Put Bryson Jackson in that top group too.
The standout from St. Pius X in Houston, Texas rates in the Scout 300 and played in an offense that put up 65 touchdowns through the air last season.
Catching passes from blue-chip quarterback Grant Gunnell, who also holds a Notre Dame offer, Jackson snagged 69 balls for 1,607 yards for 21 scores. He averaged 23.3 yards per catch and 133.9 yards per game.
Jackson has become a national recruit with offers from Alabama, Arkansas, Louisville, Miami, Nebraska, Notre Dame, Penn State, TCU, Texas A&M, and many more.
The Irish rank among the programs showing him the most attention, with receivers coach Del Alexander expected at St. Pius X on Monday.
Notre Dame’s efforts are paying off.
“We pretty much talk every day now,” Jackson said. “Still, I haven’t made any top pics. I’m sitting down with my coach, getting ready to make a top 12 soon. We’re talking to (Notre Dame), I haven’t counted anybody out or in officially. We talk every day, so the connection is really good. Me and Grant and Austin Stogner are planning on going up to Notre Dame for a visit. We plan on getting up there this summer.”
The Notre Dame attention is coming straight from the top. That effort goes a long way with the dynamic wide out.
“The coach from Notre Dame that I’ve been pretty much hearing from every day is Brian Kelly, the head coach,” Jackson said. “He sent me my own ‘from Houston to South Bend’ edit and that was pretty cool. It’s cool hearing from a head coach, not just a player director. It means a lot, coming from a head coach and a guy who’s been in a winning program. That means a lot right there.
Notre Dame’s recruitment of Jackson dates back to Dec. 5 when the Irish offered. This has given Jackson plenty of time to do his homework on the Midwest program.
“My first thought is they were my first offer,” Jackson said. “That means a lot, for someone to believe in me and give me a chance to move on to the next level to play college ball. Also, the thing is Notre Dame has always been a great program in putting people in the next level. They sprout out a lot of things I like to see.”
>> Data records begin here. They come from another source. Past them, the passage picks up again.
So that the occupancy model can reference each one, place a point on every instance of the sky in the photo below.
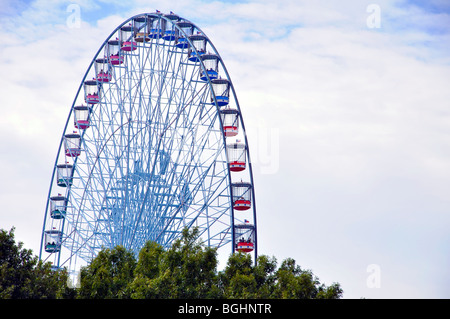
(346, 106)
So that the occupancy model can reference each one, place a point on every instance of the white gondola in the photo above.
(113, 52)
(82, 117)
(198, 49)
(244, 237)
(91, 91)
(64, 175)
(126, 38)
(230, 122)
(52, 240)
(236, 157)
(221, 88)
(242, 195)
(141, 29)
(211, 63)
(72, 145)
(103, 70)
(58, 207)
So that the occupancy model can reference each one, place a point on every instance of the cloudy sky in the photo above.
(347, 110)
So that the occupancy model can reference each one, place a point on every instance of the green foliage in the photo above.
(23, 276)
(189, 270)
(108, 275)
(186, 270)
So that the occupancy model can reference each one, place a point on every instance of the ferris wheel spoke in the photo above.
(153, 154)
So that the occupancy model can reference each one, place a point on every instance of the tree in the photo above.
(108, 275)
(188, 269)
(22, 275)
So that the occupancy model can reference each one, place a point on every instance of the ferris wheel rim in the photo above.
(208, 82)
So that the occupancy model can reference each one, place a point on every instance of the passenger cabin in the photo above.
(72, 145)
(157, 27)
(244, 237)
(113, 53)
(103, 70)
(242, 195)
(236, 154)
(58, 207)
(169, 33)
(141, 29)
(198, 49)
(211, 64)
(52, 240)
(221, 88)
(64, 175)
(230, 122)
(91, 92)
(186, 29)
(126, 38)
(82, 116)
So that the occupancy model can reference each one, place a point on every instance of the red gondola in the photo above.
(236, 157)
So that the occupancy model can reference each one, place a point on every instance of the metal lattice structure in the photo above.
(154, 142)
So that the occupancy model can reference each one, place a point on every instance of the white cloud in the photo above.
(361, 115)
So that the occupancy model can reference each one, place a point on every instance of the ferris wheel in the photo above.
(154, 143)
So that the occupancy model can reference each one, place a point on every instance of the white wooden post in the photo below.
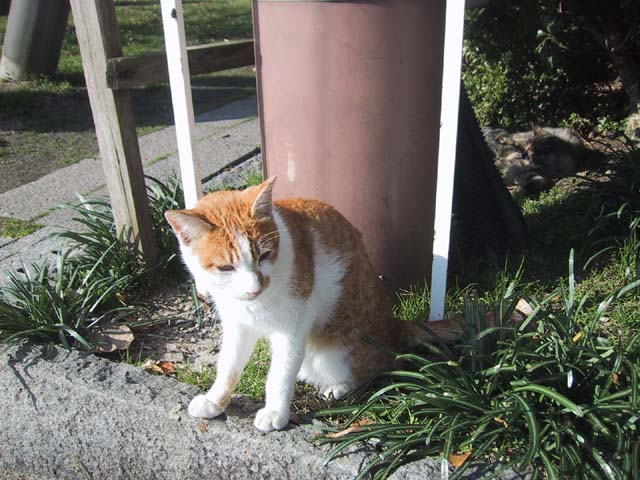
(452, 69)
(180, 81)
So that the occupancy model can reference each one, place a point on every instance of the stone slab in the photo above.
(74, 415)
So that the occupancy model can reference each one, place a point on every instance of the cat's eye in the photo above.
(265, 255)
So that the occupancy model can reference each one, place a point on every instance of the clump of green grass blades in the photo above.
(90, 282)
(57, 304)
(549, 396)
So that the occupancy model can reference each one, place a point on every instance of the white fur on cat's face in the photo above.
(248, 278)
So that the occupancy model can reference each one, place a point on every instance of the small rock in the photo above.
(175, 411)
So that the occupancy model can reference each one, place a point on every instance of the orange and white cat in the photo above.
(296, 272)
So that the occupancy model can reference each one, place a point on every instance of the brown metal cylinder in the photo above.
(349, 95)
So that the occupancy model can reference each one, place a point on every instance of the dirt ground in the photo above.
(173, 334)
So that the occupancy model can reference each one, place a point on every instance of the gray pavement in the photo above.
(223, 137)
(72, 415)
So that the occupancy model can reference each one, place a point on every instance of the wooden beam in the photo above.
(97, 32)
(129, 72)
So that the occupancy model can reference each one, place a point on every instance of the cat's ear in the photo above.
(187, 226)
(263, 204)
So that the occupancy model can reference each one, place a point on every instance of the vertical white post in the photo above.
(452, 69)
(180, 81)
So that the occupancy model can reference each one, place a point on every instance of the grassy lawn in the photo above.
(46, 123)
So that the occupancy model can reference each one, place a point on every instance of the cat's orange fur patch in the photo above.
(230, 215)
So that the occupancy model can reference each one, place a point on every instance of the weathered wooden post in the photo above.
(32, 42)
(97, 32)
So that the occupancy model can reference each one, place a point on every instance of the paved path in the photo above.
(224, 136)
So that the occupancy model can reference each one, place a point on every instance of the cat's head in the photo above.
(229, 241)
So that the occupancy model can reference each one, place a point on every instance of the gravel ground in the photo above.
(174, 335)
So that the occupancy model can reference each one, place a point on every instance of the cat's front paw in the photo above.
(202, 407)
(268, 420)
(337, 391)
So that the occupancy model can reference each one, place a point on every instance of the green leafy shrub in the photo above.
(58, 304)
(551, 395)
(525, 62)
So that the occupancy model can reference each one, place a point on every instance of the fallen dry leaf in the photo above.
(162, 367)
(354, 427)
(457, 459)
(168, 368)
(150, 365)
(110, 337)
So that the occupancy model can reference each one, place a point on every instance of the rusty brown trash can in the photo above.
(349, 98)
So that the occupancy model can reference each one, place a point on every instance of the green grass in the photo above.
(252, 381)
(51, 120)
(552, 394)
(17, 228)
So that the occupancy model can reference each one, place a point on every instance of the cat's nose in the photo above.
(254, 294)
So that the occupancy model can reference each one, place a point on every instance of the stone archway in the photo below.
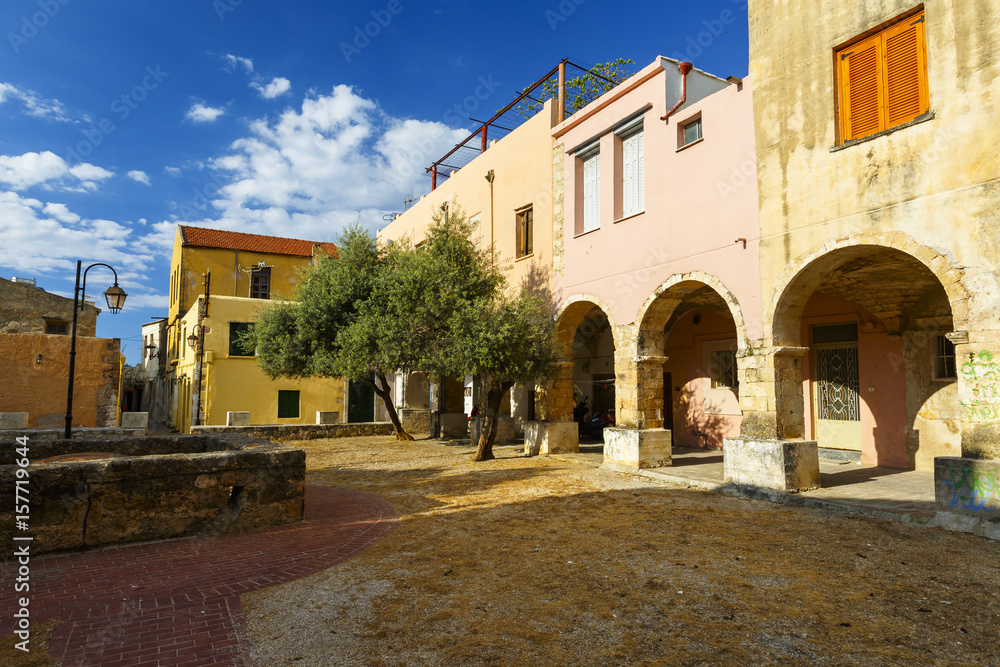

Before Jackson’s teen years, he was aiming to get serious about baseball. In fact, he was originally planning on transferring to St. Pius X to focus on his baseball career.
The head football coach had other ideas.
“He went and watched my film and he told me, ‘you come here to St. Pius, I promise you you’ll be leaving with a football scholarship.’ After playing with a great quarterback who would get me the ball, it made me open my eyes and see that I wasn’t talented in only one sport, I was talented in multiple sports,” Jackson said. “Football has opened just as many sports as baseball. That’s why I want to keep both of them rolling as long as I can.”
With hopes of playing both football and baseball at the college level, Jackson assessed one of Notre Dame’s recent two-sport athletes during the 2016 season.
“Seeing Torii Hunter Jr. being able to play baseball also and still do football, it gives me hopes that if I decide to go to Notre Dame that I could do the same thing,” Jackson said. “Baseball is what I’ve been doing since I was a little kid so I’ve been hoping to still be able to participate in baseball as I move over to the next level.
“I really locked into (Hunter) last year. I kind of locked into them because I like to pick out specific players and model after them in my upcoming season. People didn’t know if he would take the baseball route or the NFL route and I thought it was great to be in a situation where he was able to get a great education and also be able to play two sports.”
Jackson has been feeling out the Irish to get a sense on whether he would be able to participate in both of the sports he chose Notre Dame. He hopes to get a clear idea on that soon.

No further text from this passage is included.